When we used to visit my grandparents in Witsands, Western Cape, during the September holidays my grandmother Thomasina would take out a carving knife on Sunday mornings and go down to the chicken run. In those days Witsands was a small traditional fishing village on the Breede River. The chicken run had a huge open space in front of it that looked across to an old “BP” double-decker bus that someone had converted into a holiday home. Anyway, my grandmother would select a chicken from the chicken “hok”, tuck it under her arm and cut its head off. She would place the wildly fluttering bird on the ground and it would run with its head off, blood spurting through its neck around the open piece of gravel yard until it keeled over and died. My grandmother had beautiful blue eyes and when she was in this mischievous mood to scare us “city boys” she would chuckle loudly at our horror of seeing the whole gruesome episode.

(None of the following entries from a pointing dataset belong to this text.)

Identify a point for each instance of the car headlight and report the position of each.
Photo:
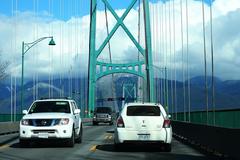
(25, 122)
(64, 121)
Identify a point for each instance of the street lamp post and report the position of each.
(25, 48)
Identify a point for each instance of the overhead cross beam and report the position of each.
(119, 68)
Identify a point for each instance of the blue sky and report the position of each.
(69, 7)
(225, 21)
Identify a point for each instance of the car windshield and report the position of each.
(143, 111)
(50, 106)
(103, 110)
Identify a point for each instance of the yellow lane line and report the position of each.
(4, 146)
(93, 148)
(110, 137)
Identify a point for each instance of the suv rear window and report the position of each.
(50, 106)
(143, 111)
(103, 110)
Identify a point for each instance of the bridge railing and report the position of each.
(13, 127)
(215, 139)
(229, 118)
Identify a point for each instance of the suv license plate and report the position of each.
(144, 137)
(42, 135)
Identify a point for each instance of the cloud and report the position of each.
(72, 36)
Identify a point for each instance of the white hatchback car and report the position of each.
(51, 119)
(143, 123)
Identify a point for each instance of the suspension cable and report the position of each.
(170, 55)
(188, 74)
(212, 59)
(205, 60)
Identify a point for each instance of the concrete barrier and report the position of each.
(219, 139)
(9, 127)
(13, 127)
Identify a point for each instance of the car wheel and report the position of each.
(168, 147)
(79, 138)
(24, 142)
(71, 141)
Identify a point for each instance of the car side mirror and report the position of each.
(24, 111)
(77, 111)
(169, 116)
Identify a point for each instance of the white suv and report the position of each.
(143, 123)
(51, 119)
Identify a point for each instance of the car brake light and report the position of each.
(120, 122)
(166, 123)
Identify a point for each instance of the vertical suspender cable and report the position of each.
(166, 63)
(49, 74)
(11, 110)
(161, 52)
(170, 56)
(110, 53)
(205, 61)
(175, 70)
(188, 74)
(183, 72)
(157, 55)
(212, 59)
(15, 85)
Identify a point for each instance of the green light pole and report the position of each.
(25, 48)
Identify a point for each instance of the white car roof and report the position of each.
(58, 99)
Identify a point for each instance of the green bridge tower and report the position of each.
(110, 68)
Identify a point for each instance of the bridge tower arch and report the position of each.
(110, 68)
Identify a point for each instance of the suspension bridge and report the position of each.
(107, 53)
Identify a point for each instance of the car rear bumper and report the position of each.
(105, 120)
(122, 135)
(53, 132)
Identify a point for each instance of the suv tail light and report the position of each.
(120, 122)
(166, 123)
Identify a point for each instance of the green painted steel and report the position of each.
(8, 118)
(223, 118)
(110, 68)
(148, 57)
(92, 57)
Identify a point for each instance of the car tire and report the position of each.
(79, 138)
(71, 141)
(23, 142)
(168, 147)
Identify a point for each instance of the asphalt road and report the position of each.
(97, 144)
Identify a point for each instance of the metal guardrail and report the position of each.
(13, 127)
(227, 118)
(9, 127)
(222, 140)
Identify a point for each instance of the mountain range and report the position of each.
(227, 93)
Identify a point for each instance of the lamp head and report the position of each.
(51, 42)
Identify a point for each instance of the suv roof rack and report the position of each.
(42, 98)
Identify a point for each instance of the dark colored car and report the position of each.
(103, 115)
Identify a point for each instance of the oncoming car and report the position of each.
(103, 115)
(143, 123)
(51, 119)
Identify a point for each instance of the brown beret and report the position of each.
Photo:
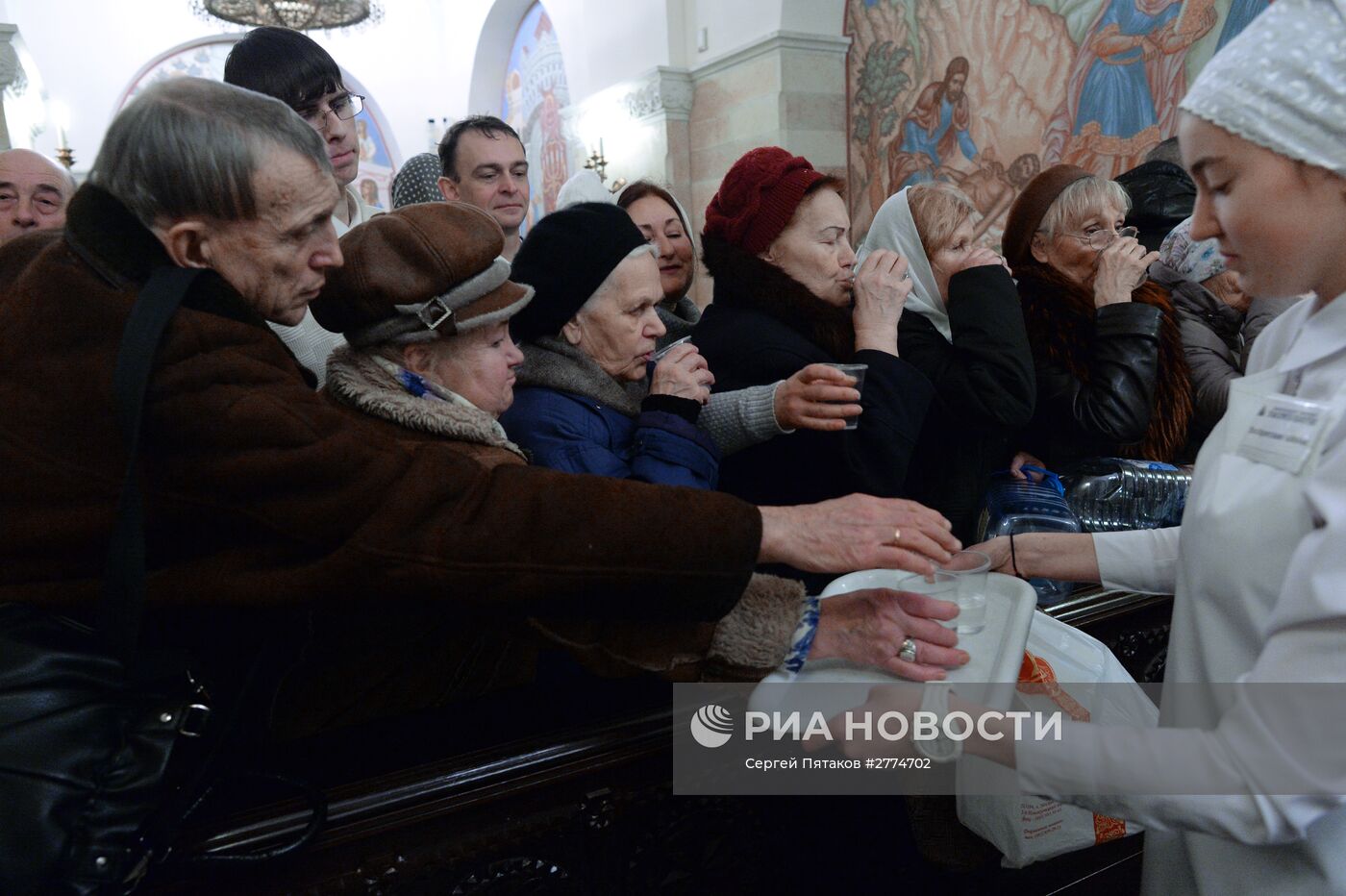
(1027, 212)
(419, 272)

I have very fond memories of my grandmother Thomasina but not such positive thoughts when it comes to the creative experts and consultants who peddle their magic snake oil about creativity and innovation. They stuff your head with such nonsense that you feel like chopping your head off and rather running wild to your death like that chicken who’d eventually make it into the Sunday pot roast.
You know what I mean, all that constant babble about thinking outside the box. Management consultants latched onto this concept after they found research done by JP Guildford, a psychologist, in the early 1970s who conducted a study of creativity. He challenged people to connect all nine dots (arranged in a square) using just four straight lines without lifting their pens from the page. From then on the phrase “thinking outside the box” ignited a firestorm in management consulting, psychology, engineering, creative arts, marketing, sales and personal development. Just because you can solve this puzzle doesn’t mean that you will be able to use it to come up with new ideas, concepts and insights.
In the past few years there has been a small amount of interest in so-called “thinking inside the box”. Articles have been written on it in serious business magazines and a book delves into the topic. Basically, what thinking inside the box means is that you create or come up with ideas within constraints, which more closely resembles the constraints or confines that we are presented with in everyday reality. Some people found that wild unstructured, unbounded brainstorming sessions don’t always produce practical ideas.
Now, can you believe it, the creative gurus and consultants believe that by asking questions that create constraints to your problem you are creating “new boxes” to think inside? The questions might go something like this: For an open brainstorming session you may ask, “What new product or service can we come up with to better satisfy our customers?” But if you want to create a “new box”, you may ask a question such as, “What is the biggest problem or difficulty that people have with the products or services that they are buying and wish that they could have something that better solves their problem?”
There’s nothing wrong with this type of incremental innovation but whether it leads to real “breakthroughs” is debatable. The problem with concepts like this is that they are not based on scientific research but really on empirical or sometimes even anecdotal experience. What a lot of these consultants get trapped in is thinking that innovation is something that can be reduced to a formula, turned into a formal structured process or be simplified into fixed rules. Nor can they just copy or imitate the methods of another company and expect fixed results.
They may not like this but what about all the people out there who come up with “brilliant” ideas using none of this “thinking outside the box” or “thinking inside the box” thinking to come up with ideas that become real winners in the marketplace? Just think about the GoPro camera, swimwear for women that stays on their bodies while surfing, or the seed-on-a-reel (invented by a young South African) new products.
Use whatever method you think will help you to generate new ideas or that may have worked for you in the past. Observation, questions, listening, visiting trade shows and shopping centres and talking to real-life customers can be just as effective as any pie-in-the-sky theories about creativity. Real people, sometimes three or four times removed from the “talking heads” in books, magazine articles, podcasts and YouTube videos, will show you that real simple approaches are just as effective or even more so.